Rabbit = (function(superClass) {
  extend(Rabbit, superClass);

  function Rabbit() {
    this.init_object();
    this.init();
  }

  Rabbit.prototype.act = function() {
    return ++this.hops;
  };

  Rabbit.prototype.ax = function() {
    return 3.0;
  };

  Rabbit.prototype.ay = function() {
    return 3.0;
  };

  Rabbit.prototype.init_object = function() {
    Rabbit.__super__.init_object.call(this);
    this.hops = 0;
    return this;
  };

  return Rabbit;

})(Entity);

Skunk = (function(superClass) {
  extend(Skunk, superClass);

  function Skunk() {
    this.init_object();
    this.init();
  }

  Skunk.prototype.act = function() {
    this.scent += 0.03;
    if (this.scent > 1.0) {
      return this.scent = 1.0;
    }
  };

  Skunk.prototype.ax = function() {
    return 1.0;
  };

  Skunk.prototype.ay = function() {
    return 1.0;
  };

  Skunk.prototype.init_object = function() {
    Skunk.__super__.init_object.call(this);
    this.scent = 0.0;
    return this;
  };

  return Skunk;

})(Entity);

Spook = (function(superClass) {
  extend(Spook, superClass);

  function Spook() {
    this.init_object();
    this.init();
  }

  Spook.prototype.act = function() {
    if (this.psychokinetic_energy) {
      return --this.psychokinetic_energy;
    }
  };

  Spook.prototype.ax = function() {
    return 2.0;
  };

  Spook.prototype.ay = function() {
    return 2.0;
  };

  Spook.prototype.init_object = function() {
    Spook.__super__.init_object.call(this);
    this.psychokinetic_energy = 100;
    return this;
  };

  return Spook;

})(Entity);

_create_main_object = function() {
  this._main_object = new Entities();
  return this._main_object;
};

init = function() {
  return _create_main_object();
};

run = function() {
  return _main_object.update();
};
svaarala commented 8 years ago

Call handling in general is a bit slow and there hasn't yet been an effort to improve it so it affects pretty much all calls. There should be low hanging fruits there though.

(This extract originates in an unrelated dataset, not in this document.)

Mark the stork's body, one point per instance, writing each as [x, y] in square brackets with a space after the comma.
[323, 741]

svaarala commented 8 years ago

There are some call handling improvements in 1.4.0, but I didn't have time to implement all planned improvements for 1.4.0 so call performance work continues in 1.5.0.

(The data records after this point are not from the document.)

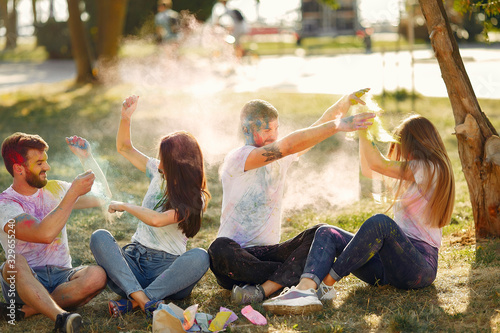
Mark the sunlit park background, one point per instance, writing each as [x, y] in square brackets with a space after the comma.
[301, 56]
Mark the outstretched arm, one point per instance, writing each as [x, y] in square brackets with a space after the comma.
[373, 160]
[146, 215]
[123, 139]
[30, 229]
[339, 109]
[101, 193]
[303, 139]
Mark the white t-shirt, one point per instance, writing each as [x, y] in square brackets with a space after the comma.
[409, 211]
[38, 205]
[169, 238]
[251, 200]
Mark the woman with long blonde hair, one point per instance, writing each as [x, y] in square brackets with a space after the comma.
[403, 251]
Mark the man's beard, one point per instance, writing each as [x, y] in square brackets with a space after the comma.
[35, 180]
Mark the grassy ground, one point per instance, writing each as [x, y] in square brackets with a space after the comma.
[464, 298]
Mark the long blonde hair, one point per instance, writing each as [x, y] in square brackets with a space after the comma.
[419, 140]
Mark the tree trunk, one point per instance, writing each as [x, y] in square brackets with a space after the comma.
[35, 14]
[79, 45]
[110, 22]
[473, 129]
[11, 27]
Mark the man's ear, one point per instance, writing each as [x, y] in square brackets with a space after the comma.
[18, 168]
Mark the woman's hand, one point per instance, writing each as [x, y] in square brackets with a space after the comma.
[116, 206]
[79, 146]
[129, 105]
[356, 122]
[355, 97]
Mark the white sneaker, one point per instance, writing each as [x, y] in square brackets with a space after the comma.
[326, 293]
[294, 301]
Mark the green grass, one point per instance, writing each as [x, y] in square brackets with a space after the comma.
[465, 296]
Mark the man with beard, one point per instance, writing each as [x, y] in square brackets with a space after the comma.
[247, 257]
[37, 276]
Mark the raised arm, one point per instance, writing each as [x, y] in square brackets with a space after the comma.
[146, 215]
[372, 159]
[123, 139]
[341, 107]
[303, 139]
[101, 192]
[30, 229]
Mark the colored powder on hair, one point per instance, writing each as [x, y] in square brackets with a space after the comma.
[376, 131]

The Fibonacci example above is bottlenecked by a slow path GETVAR lookup for the function self reference, see #401. Concretely:

// test1.js - takes about 3.0 sec in master (3.8 sec in 1.3.0)
function f(n){if (n<=1) return n; else return f(n-1)+f(n-2)};print(f(33));

By using a function expression the self reference is faster:

// test2.js - takes about 1.9 sec in master (2.3 sec in 1.3.0)
var f = function f(n){if (n<=1) return n; else return f(n-1)+f(n-2)};print(f(33));
fatcerberus commented 8 years ago

Since the bottleneck is the GETVAR, could you improve the performance of the example by wrapping the whole thing in a self-executing function and binding f to a register?

svaarala commented 8 years ago

Yes, performance is better if you avoid the GETVAR. But it's still important for the external function declaration to work well, because users probably expect that :)

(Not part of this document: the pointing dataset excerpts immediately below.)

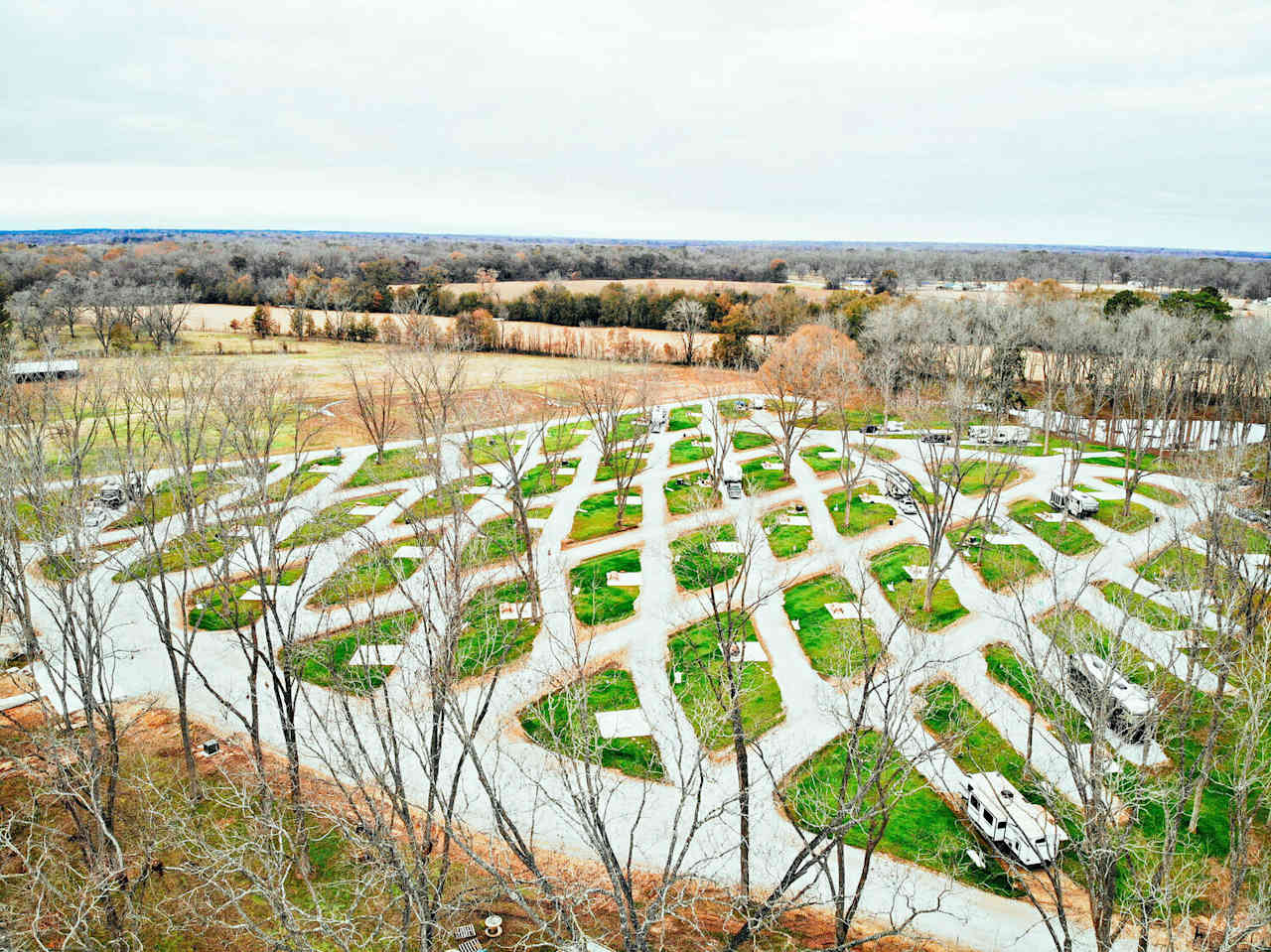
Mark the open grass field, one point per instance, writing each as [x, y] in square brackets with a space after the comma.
[221, 608]
[690, 492]
[487, 640]
[690, 449]
[564, 721]
[998, 565]
[785, 540]
[595, 602]
[906, 593]
[759, 476]
[365, 575]
[921, 828]
[1067, 536]
[859, 516]
[695, 653]
[598, 515]
[697, 565]
[834, 647]
[325, 660]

Duktape's current scope handling is pretty simplistic: it uses ordinary objects to keep variables, with the internal prototype chain providing the scope nesting reference. Optimizing property performance will improve the scope performance too. Much better gains would be possible by making scopes separate internal objects, with accessors optimized to work with them. The downside of this is a larger code footprint and a lot of trivial changes here and there (e.g. in garbage collection), so I'm not yet sure which path is best. I'd at least want to take a couple of stabs at the property performance before making such a change.

svaarala commented 7 years ago

Closing this issue because there's no specific change to be made - call handling performance is monitored in master and, like other performance stuff, it's being improved slowly over time.